Namun, Chandra (40), Elina (36), dan Feri (34) lebih memilih meneruskan bisnis
orangtua mereka menjual gudeg, ketimbang bekerja sesuai latar belakang
pendidikan mereka.
“Berikanlah semua yang
terbaik yang bisa kamu berikan pada pelanggan”.
Bloggers, itulah filosofi mbah Djum yang diwariskan pada anak-anaknya. Tak
heran, gudeg jualannya tetap laris hingga ke generasi kedua dan ketiga. Menurut
Haryani, anak mbah Djum, melalui filosofi itu, ibunya telah mempersiapkan
anak-anaknya untuk meneruskan tahta warung gudegnya. Sehingga, selain cita
rasa, anak-anaknya wajib mengikuti kultur yang sudah dilakukan ibunya, yang
membuat warungnya laku.
“Saya ingat betul, ibu
selalu bilang, ‘Apa yang sudah ada di tangan jangan sampai dilepas. Tekuni
saja, pasti berhasil’,” ujar Haryani (Kompas
Minggu, 3/7/2011).
Sejak 1982, tahta pergudegan mbah Djum sudah dipegang oleh
Haryani. Dinasti warung Gudeg Tugu juga diturunkan oleh Trispratoyo pada
Supadmi (57) sejak duapuluh satu tahun lalu. Trispratoyo sendiri mewarisi
bisnis gudeg dari orangtuanya yang sudah puluhan tahun berjualan di jalan AM
Sangaji, tak jauh dari Pasar Kranggan, Yogyakarta. Jadi, Supadmi adalah
generasi ketiga.
“Kami mau meneruskan usaha
ini (gudeg) karena usaha kami laku,”aku Supadmi, yang mewarisi tak cuma
pelanggan dan warung gudeg, tetapi dapur, hingga seluruh peralatan memasak.

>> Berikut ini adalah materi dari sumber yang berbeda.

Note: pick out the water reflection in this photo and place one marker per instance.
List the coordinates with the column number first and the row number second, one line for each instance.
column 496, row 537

Tak beda dengan Supadmi, Maryati (42) adalah generasi ketiga
penjual gudeg. Ia meneruskan usaha gudeg dari mertuanya, Suharti, yang laris di
Pasar Pakem, Sleman. “Ibu (Suharti)
sendiri meneruskan usaha gudeg si mbah,” ungkap Maryati. “Ternyata usaha ini (gudeg) menjanjikan”.
Bloggers, gudeg
memang sudah menjadi usaha yang menjanjikan. Makanan ndeso yang konon ditemukan
oleh Sri Sumantri, seorang istri prajurit Mataram, pada 1557 M ini bukan lagi
sekadar makanan untuk para prajurit yang membangun benteng Mataram, tetapi
sudah bertransformasi menjadi produk ekspor. Jelas fakta ini sangat
membanggakan bagi kita sebagai orang Indonesia.